Neither was answering on any line.
And that wasn’t good.
He called again en route to the Bureau. And once again in his office. Each time with the same result. Then he buzzed Epps, and paced in front of his desk, trying define his unease. There was some kind of confluence of things. Chuck’s obviously worsening condition. Singh, believing his dementia fantasies. Rachel calling out of the blue., even as he had been thinking of her. Cara, suddenly on the radar again….
He was jolted back to the present at Epps’ voice. “Chief?” The other agent stood in the doorway, frowning in at him.
Roarke shut the door behind him and got right to it. “Have you spoken with Singh today?”
The unease on Epps’ face confirmed Roarke’s suspicion. “Not since yesterday morning.
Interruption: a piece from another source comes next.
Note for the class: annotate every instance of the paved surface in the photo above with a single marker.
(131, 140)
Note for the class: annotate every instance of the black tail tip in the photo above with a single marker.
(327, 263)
We’ve texted and left messages, but—” He took a beat. “Her messages sound different. I feel like…” He said the next with obvious reluctance. “I feel like she’s somewhere else.”
All of Roarke’s worst fears came flooding in on him. He was a fool to have thought Singh would passively accept a rehabilitation assignment. He was a fool to think he knew anything at all about women.
“What?” Epps said. The raw worry in his voice scared Roarke.
He spoke reluctantly. “There’s a case I think they may be might be reinvestigating. Unofficially. There’s nothing active about it—”
“But,” Epps said grimly.
“But I think Singh may be taking it seriously.”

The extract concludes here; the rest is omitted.